TL;DR — Off-the-shelf Amazon research tools hide their decision logic behind a single "opportunity score." This post walks through building your own six-metric niche research pipeline in Python, using ASIN-level data from Pangolinfo Scrape API. Code is production-ready and runs async for cost efficiency.
Why this exists
I've worked on data tooling for several Amazon-native brands. The recurring frustration was always the same — the team would buy a SaaS tool, get an opportunity score for a category, and have no way to interrogate why the score was what it was. When the inevitable wrong sourcing call happened, there was no decision log to learn from.
The fix is to drop one layer below the SaaS tools, pull ASIN-level data directly, and build your own decision framework in code. Amazon niche research data analysis done at this layer is reproducible, transparent, and version-controllable. Once the pipeline exists, every subsequent category analysis costs near-zero engineering time.
The framework
Six independent metrics, each tied to a specific data source. Cross-reference rather than average them.
| Metric | Question it answers | Data source |
|---|---|---|
| BSR concentration (CR10) | Is the market locked? | Category bestsellers |
| Review barrier (P25) | How many reviews to stand up? | Category bestsellers |
| New-listing velocity | Does the algorithm welcome newcomers? | Weekly category snapshots |
| Price-band coverage | Is the target price crowded? | Product detail |
| Sponsored placement density | How much organic traffic is left? | SERP with SP detection |
| Negative-review clustering | What's the unmet need? | Reviews + NLP |
Picking the data source
I tested several Amazon data APIs. The key constraints are:
- Full-category ASIN coverage — not just visible top 100
- Reliable Sponsored placement detection — most generic scrapers miss 20–40% of SP slots
- Complete review text returned — including full Customer Says keyword set, not truncated top 6
Pangolinfo Scrape API hit all three (98%+ SP detection rate is best-in-class), so the rest of this post uses it. The patterns transfer to any equivalent API.
Architecture
┌──────────────────────────────────────────────┐
│ Pangolinfo Scrape API │
│ /amazon/category/bestsellers │
│ /amazon/serp │
│ /amazon/reviews │
└─────────────────┬────────────────────────────┘
│ JSON
▼
┌──────────────────────────────────────────────┐
│ async data fetcher (aiohttp) │
│ with semaphore concurrency control │
└─────────────────┬────────────────────────────┘
│
▼
┌──────────────────────────────────────────────┐
│ pandas/numpy metric calculators │
│ cr10, p25, velocity, price-band, sp density │
└─────────────────┬────────────────────────────┘
│
▼
┌──────────────────────────────────────────────┐
│ NLP clustering (jieba/yake → BERT in prod) │
└─────────────────┬────────────────────────────┘
│
▼
┌──────────────────────────────────────────────┐
│ NicheReport dataclass + opportunity scoring │
└──────────────────────────────────────────────┘
Code — async client
import asyncio
import aiohttp
import pandas as pd
import numpy as np
from dataclasses import dataclass
from typing import List, Dict, Optional
@dataclass
class NicheReport:
node_id: str
cr10: float
review_p25: float
price_band_competitors: int
breakthrough_price: Optional[float]
sp_density: float
pain_points: List[tuple]
opportunity_score: int
class PangolinAsyncClient:
"""
Pangolinfo Amazon Scrape API async wrapper (aiohttp + semaphore).

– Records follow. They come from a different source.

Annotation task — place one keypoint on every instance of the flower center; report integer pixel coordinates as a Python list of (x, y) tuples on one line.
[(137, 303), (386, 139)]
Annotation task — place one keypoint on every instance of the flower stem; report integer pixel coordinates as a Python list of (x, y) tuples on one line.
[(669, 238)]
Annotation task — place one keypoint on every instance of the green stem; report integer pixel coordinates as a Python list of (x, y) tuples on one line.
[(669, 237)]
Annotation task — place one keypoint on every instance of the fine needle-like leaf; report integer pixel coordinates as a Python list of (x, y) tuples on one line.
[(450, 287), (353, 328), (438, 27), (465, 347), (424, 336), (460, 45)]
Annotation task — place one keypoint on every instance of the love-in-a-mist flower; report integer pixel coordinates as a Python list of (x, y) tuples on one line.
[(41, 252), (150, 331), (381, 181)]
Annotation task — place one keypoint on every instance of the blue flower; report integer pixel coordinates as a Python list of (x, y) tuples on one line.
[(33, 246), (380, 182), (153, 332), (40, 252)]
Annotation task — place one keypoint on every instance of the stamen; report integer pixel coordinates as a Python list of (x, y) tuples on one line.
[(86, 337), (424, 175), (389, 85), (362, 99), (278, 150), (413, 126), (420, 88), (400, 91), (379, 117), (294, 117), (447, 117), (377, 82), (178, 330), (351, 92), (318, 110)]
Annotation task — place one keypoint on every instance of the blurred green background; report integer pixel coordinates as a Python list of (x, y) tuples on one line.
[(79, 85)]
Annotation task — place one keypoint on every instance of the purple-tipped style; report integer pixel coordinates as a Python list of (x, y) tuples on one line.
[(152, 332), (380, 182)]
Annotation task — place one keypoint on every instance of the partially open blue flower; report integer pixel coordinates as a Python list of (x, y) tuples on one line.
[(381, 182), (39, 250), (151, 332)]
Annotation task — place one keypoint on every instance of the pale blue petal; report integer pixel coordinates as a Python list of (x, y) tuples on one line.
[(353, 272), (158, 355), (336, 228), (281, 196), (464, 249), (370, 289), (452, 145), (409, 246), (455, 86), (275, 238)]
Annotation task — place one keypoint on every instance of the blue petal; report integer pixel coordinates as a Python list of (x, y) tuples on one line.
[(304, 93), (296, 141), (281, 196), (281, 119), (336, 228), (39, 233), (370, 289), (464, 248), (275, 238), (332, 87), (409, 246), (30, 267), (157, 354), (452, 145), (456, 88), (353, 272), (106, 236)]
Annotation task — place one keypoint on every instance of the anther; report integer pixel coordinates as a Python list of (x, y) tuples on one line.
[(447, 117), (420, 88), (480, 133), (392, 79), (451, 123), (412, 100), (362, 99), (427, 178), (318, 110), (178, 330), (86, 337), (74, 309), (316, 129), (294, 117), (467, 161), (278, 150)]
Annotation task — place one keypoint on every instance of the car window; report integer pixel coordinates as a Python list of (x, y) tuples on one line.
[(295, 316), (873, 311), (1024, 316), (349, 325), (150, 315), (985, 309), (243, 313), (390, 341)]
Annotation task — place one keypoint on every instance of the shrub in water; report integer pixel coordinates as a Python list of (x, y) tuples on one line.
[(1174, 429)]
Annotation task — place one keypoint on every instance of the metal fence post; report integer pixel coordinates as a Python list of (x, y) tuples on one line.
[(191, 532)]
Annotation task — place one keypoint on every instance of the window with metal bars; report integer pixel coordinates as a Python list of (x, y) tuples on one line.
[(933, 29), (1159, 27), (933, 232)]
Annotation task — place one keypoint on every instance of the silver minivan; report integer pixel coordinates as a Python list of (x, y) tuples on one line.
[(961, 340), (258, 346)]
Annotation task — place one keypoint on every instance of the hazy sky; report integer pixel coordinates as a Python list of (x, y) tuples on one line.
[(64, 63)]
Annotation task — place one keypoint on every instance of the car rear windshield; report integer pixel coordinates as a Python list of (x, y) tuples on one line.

Targets the synchronous v1/scrape endpoint. Business type is
selected via the parserName field — switch to /api/v1/scrape/async
only when you scrape millions of pages per day.
Full docs: https://docs.pangolinfo.com/en-api-reference/universalApi/universalApi
parserName cheatsheet (the `content` field varies by parser):
amzProductDetail → ASIN (reviews are nested in this response)
amzKeyword → search keyword (SERP, includes SP placements)
amzProductOfCategory → category Browse Node ID
amzBestSellers → category keyword for best-sellers chart
amzNewReleases → category keyword for new-releases chart
amzProductOfSeller → seller/store ID
"""
BASE_URL = "https://scrapeapi.pangolinfo.com/api/v1/scrape"
SITE_MAP = {"US": "www.amazon.com", "DE": "www.amazon.de",
"UK": "www.amazon.co.uk", "JP": "www.amazon.co.jp"}
def __init__(self, api_key: str, concurrency: int = 8):
self.api_key = api_key
self.semaphore = asyncio.Semaphore(concurrency)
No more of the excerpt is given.